According to Myers, while those in ancient Rome did participate in alms giving, in Roman and Greek culture there wasn’t the compassion for the poor that was present in Jewish and Christian understanding because “there was nothing like Yahweh’s love for the oppressed in their moral imagination.” For the pre-Christian cultures of antiquity, he observed, civic generosity involved a love for the city but not a love for the poor as such.

This is how Professor Brown put it in a lecture:

In directing so much attention to the care of the poor, Jews and Christians were not simply doing on a more extensive scale what pagans had already been doing in a less whole-hearted and well-organized manner. Far from it. It takes some effort of the historical imagination to realize that around the year 360 CE, love of the poor was a relatively novel and for many humane and public-spirited persons still a largely peripheral virtue. As for organized care of the poor, this was a practice that cut against deeply ingrained and still vigorous traditions of public giving from which direct charity to the poor was notably absent.

It is this Jewish and Christian understanding that eventually helped shift people’s attitudes. “Securing justice for the poor and upholding the cause of the needy,” in the words of the Psalms, became not just a private but also a public concern. Throughout the Scriptures, in fact, rulers are judged by whether the weak and the disadvantaged in society are cared for or exploited.

Which brings me to the here and now. According to a recent Washington Post story, next year, for the 50th anniversary of Lyndon Johnson’s “War on Poverty” crusade, Representative Paul Ryan “hopes to roll out an anti-poverty plan to rival his budgetary Roadmap for America’s Future in scope and ambition.”

A conservative plan to combat poverty would of course differ–and in my estimation should differ–from a liberal anti-poverty approach.
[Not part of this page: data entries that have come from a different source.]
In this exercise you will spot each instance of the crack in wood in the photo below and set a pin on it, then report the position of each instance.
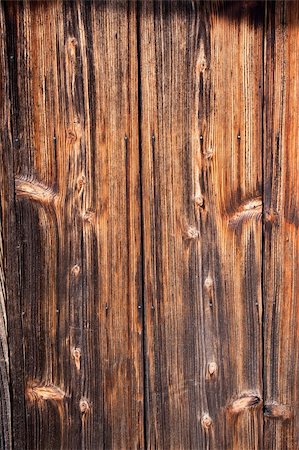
(31, 189)
(251, 209)
(39, 392)
(246, 400)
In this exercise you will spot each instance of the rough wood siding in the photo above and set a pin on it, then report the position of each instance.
(202, 83)
(73, 140)
(149, 221)
(281, 203)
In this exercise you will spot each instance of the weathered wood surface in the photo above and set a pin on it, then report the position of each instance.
(201, 184)
(281, 239)
(72, 145)
(149, 225)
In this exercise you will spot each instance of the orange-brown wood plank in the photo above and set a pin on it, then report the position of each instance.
(202, 84)
(71, 149)
(281, 243)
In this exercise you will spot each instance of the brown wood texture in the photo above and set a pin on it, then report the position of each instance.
(202, 77)
(149, 225)
(74, 256)
(281, 240)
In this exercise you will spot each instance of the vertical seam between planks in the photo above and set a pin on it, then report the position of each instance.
(144, 343)
(264, 134)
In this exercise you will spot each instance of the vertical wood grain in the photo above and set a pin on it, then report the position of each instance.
(201, 79)
(5, 404)
(281, 200)
(74, 169)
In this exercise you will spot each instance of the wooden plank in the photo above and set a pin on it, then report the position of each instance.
(75, 159)
(281, 243)
(202, 83)
(11, 354)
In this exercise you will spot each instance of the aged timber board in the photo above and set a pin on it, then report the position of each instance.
(149, 225)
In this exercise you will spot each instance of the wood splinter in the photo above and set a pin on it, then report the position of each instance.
(39, 392)
(246, 400)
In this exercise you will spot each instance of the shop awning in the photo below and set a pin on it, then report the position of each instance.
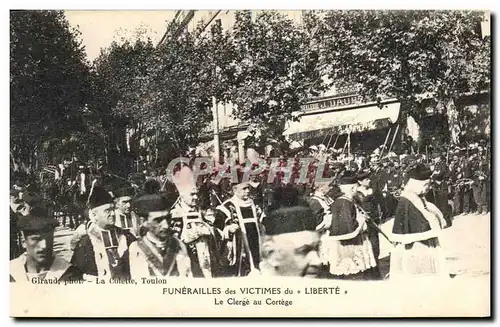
(342, 121)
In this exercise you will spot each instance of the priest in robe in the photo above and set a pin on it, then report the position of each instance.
(158, 253)
(347, 249)
(417, 228)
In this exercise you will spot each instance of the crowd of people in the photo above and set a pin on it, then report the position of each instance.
(150, 225)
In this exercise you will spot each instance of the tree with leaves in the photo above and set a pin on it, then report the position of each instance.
(272, 69)
(49, 83)
(408, 55)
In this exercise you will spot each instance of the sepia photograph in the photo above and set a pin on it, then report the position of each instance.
(264, 163)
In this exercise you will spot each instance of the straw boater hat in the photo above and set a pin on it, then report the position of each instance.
(419, 172)
(36, 221)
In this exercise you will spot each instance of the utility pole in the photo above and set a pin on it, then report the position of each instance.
(215, 112)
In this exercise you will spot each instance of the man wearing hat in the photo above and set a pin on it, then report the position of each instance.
(417, 227)
(39, 263)
(103, 250)
(290, 245)
(159, 253)
(192, 226)
(347, 249)
(320, 203)
(366, 200)
(125, 218)
(239, 219)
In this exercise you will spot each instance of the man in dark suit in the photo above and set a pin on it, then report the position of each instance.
(104, 250)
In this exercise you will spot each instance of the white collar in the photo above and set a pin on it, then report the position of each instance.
(241, 203)
(156, 241)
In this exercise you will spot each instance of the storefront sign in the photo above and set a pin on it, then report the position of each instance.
(333, 103)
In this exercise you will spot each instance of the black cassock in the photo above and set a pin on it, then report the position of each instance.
(246, 241)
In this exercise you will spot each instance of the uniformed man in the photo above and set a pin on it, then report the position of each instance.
(290, 245)
(365, 199)
(125, 218)
(348, 248)
(320, 203)
(193, 226)
(239, 219)
(39, 261)
(103, 250)
(159, 253)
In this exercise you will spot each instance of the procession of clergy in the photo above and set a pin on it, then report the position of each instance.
(330, 234)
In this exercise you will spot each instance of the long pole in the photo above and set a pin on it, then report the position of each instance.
(215, 111)
(335, 143)
(385, 142)
(394, 138)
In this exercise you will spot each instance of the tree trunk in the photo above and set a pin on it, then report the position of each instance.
(452, 116)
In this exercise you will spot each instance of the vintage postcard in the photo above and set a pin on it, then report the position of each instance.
(251, 163)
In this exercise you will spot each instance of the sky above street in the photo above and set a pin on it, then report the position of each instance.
(100, 28)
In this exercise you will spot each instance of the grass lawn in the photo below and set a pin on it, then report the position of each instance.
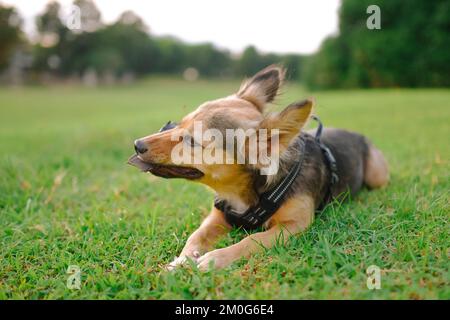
(68, 198)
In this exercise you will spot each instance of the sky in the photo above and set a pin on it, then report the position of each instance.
(281, 26)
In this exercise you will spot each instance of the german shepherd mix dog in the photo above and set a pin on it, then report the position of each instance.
(314, 168)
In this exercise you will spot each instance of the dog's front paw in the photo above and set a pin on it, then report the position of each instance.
(182, 260)
(218, 259)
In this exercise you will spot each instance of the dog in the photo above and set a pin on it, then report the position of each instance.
(321, 166)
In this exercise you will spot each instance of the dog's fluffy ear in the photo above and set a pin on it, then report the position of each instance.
(289, 122)
(263, 87)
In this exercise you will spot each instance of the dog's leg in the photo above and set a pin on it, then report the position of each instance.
(203, 238)
(293, 217)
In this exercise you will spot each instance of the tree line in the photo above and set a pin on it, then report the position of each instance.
(410, 50)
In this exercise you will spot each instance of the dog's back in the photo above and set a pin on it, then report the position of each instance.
(359, 162)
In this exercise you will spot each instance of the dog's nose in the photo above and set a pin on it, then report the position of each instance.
(140, 147)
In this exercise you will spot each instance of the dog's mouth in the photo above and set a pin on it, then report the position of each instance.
(165, 171)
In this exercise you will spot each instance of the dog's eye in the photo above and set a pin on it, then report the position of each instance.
(189, 140)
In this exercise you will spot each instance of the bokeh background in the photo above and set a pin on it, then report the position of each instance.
(72, 101)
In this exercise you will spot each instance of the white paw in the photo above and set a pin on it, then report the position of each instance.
(218, 259)
(182, 260)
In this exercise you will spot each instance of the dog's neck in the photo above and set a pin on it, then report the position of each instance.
(244, 193)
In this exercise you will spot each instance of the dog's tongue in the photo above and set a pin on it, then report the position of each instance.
(138, 163)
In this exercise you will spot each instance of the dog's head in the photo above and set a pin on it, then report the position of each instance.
(207, 131)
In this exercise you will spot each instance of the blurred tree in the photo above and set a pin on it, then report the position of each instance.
(410, 50)
(90, 15)
(10, 33)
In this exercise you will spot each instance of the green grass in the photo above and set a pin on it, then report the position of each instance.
(68, 198)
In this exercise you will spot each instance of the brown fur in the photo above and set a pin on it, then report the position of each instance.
(240, 184)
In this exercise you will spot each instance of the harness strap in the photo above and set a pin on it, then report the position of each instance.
(270, 201)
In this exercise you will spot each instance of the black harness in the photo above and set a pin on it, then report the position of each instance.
(270, 201)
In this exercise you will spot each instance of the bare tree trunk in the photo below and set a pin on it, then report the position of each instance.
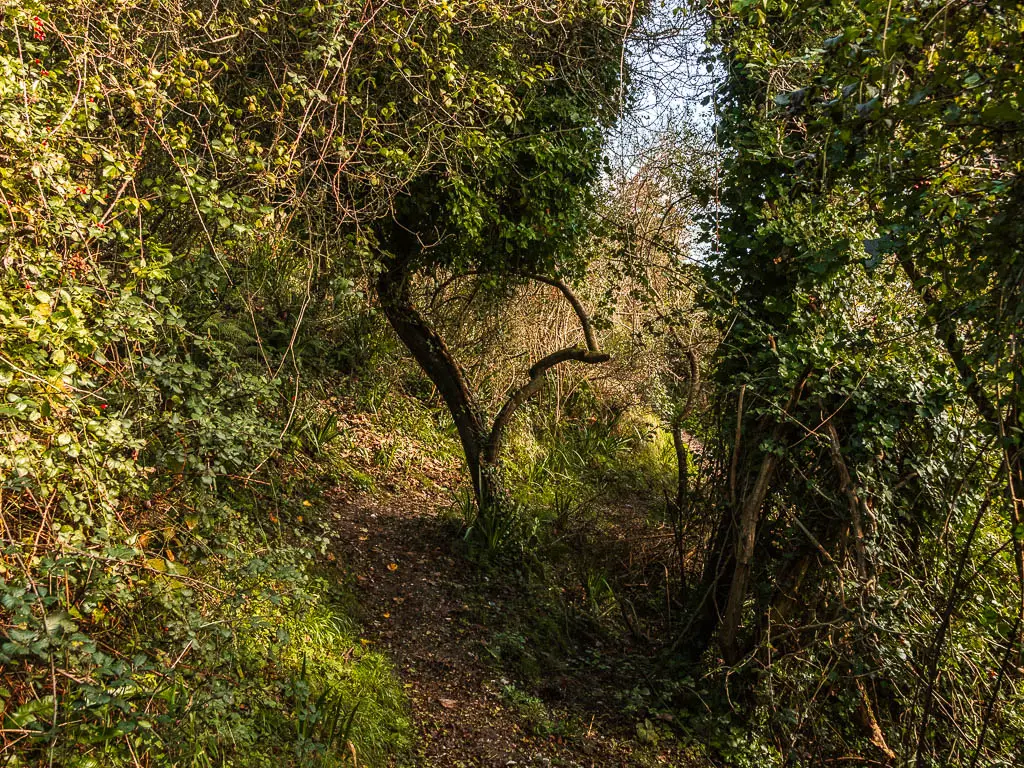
(747, 530)
(480, 444)
(433, 356)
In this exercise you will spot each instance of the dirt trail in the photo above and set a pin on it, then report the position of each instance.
(427, 609)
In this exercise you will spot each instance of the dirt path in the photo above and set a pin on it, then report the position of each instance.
(434, 616)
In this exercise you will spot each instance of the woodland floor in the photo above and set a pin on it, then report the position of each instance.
(438, 619)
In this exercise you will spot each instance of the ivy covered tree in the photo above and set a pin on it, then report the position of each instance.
(871, 247)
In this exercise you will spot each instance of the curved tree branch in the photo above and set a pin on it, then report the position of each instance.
(592, 354)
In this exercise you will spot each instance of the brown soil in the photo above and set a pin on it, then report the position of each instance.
(436, 617)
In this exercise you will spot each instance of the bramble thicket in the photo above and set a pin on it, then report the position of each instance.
(571, 383)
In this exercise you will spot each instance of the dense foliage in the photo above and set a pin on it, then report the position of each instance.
(784, 497)
(870, 242)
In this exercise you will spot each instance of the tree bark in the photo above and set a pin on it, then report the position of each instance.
(480, 444)
(436, 360)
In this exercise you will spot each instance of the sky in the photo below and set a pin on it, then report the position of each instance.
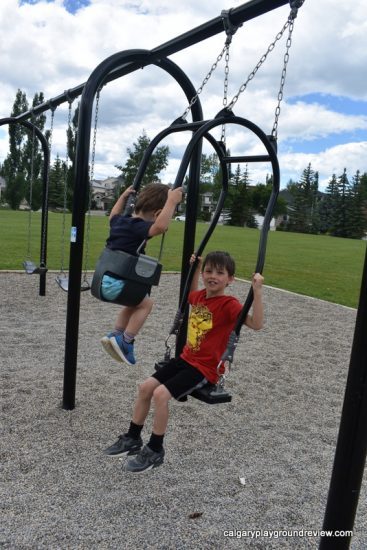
(55, 45)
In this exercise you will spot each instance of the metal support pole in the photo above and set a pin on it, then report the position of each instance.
(80, 194)
(45, 172)
(351, 448)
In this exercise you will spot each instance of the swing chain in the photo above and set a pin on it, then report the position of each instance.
(91, 176)
(50, 136)
(225, 87)
(66, 170)
(295, 4)
(230, 30)
(31, 177)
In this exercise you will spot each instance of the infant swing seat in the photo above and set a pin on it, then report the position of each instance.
(138, 273)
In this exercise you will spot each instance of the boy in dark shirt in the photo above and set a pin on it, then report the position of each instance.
(153, 211)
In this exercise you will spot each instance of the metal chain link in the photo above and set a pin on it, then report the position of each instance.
(200, 89)
(295, 5)
(274, 131)
(258, 65)
(31, 191)
(43, 247)
(66, 170)
(230, 30)
(91, 176)
(225, 88)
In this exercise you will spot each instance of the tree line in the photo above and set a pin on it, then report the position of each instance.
(340, 211)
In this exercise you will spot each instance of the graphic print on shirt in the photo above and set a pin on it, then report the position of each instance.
(200, 322)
But for the purposes of this post, I don’t want to examine the substantive policy differences, as salient as they are. Rather, I want to underscore the fact that focusing attention on those living in the shadows of American society is the responsibility of a great political party; and how to create greater opportunity and social mobility for those stuck on the bottom rungs of society should be part of any conservative governing vision.
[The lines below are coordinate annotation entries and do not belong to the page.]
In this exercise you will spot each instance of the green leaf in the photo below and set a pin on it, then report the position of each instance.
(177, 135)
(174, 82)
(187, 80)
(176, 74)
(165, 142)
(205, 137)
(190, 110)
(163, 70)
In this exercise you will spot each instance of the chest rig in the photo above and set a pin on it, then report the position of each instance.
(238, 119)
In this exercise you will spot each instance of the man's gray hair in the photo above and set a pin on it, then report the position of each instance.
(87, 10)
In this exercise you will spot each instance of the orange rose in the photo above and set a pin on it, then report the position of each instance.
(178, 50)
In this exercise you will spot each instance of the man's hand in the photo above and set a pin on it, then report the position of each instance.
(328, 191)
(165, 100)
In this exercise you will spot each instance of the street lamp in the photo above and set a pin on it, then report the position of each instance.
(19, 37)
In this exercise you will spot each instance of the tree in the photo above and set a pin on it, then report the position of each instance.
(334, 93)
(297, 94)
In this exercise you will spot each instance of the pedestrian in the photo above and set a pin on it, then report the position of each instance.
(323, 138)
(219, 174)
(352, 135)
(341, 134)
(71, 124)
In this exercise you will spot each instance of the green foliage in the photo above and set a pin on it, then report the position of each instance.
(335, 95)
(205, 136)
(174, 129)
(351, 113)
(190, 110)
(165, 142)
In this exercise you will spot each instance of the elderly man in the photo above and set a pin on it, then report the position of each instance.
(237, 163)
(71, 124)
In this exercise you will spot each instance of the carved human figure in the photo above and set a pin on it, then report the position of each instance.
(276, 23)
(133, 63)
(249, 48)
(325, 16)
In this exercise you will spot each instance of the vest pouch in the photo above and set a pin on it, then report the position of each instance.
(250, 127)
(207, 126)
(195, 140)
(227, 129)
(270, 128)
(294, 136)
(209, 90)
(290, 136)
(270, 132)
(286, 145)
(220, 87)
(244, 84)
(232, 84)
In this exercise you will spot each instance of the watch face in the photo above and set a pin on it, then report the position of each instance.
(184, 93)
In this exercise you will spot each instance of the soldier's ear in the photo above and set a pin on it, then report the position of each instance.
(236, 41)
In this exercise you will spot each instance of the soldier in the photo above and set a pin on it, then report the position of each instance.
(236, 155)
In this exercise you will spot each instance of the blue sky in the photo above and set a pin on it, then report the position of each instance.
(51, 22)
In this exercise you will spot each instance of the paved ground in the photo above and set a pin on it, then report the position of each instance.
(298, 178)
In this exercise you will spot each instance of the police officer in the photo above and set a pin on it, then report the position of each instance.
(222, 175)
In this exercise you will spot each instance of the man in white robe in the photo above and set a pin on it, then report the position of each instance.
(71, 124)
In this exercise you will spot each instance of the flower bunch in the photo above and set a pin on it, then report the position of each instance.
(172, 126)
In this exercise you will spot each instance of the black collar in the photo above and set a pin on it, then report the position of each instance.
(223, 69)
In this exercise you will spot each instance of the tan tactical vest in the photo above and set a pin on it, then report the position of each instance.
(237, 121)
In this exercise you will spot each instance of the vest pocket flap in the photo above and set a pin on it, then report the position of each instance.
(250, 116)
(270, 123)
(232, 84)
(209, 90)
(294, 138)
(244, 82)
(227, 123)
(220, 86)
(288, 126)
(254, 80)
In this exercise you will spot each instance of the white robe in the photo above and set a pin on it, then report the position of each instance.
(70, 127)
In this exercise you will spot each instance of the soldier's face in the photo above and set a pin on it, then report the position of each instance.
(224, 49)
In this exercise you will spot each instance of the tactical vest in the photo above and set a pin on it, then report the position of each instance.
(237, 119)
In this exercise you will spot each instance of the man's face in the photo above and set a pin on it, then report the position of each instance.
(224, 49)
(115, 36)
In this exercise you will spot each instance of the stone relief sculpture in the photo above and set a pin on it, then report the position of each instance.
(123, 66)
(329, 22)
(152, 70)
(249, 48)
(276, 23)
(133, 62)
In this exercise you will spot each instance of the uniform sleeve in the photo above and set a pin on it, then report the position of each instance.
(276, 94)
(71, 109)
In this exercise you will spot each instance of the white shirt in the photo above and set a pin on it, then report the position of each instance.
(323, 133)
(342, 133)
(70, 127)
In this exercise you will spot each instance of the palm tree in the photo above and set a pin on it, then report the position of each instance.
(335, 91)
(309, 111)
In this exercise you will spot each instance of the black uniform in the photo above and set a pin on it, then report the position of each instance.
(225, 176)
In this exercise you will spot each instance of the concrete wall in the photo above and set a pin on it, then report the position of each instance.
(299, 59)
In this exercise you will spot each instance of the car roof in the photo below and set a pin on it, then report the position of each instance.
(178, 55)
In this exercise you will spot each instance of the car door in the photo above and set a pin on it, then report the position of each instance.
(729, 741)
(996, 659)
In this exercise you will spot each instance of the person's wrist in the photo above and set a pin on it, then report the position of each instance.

To be sure, the problem of poverty is complicated, different in important respects from in the past, and defies simplistic partisan explanations. The solutions certainly extend beyond the actions of government. Indeed, misguided government policies have done a great deal to perpetuate inter-generational poverty. But it’s hard to argue that politics and government don’t have significant roles to play, direct and indirect, both in putting an end to failed policies and in supporting what works. And certainly the Republican Party has to do better than declaring utter indifference to the poor (which was the approach some otherwise very impressive individuals took in the 2012 presidential race). 

Helping those most in need should be considered more than a peripheral virtue; and like Jews and Christians of old, we should all make more room in our moral imaginations for the care of the poor. Certainly if we’re told that God identifies with the least of these, so should we.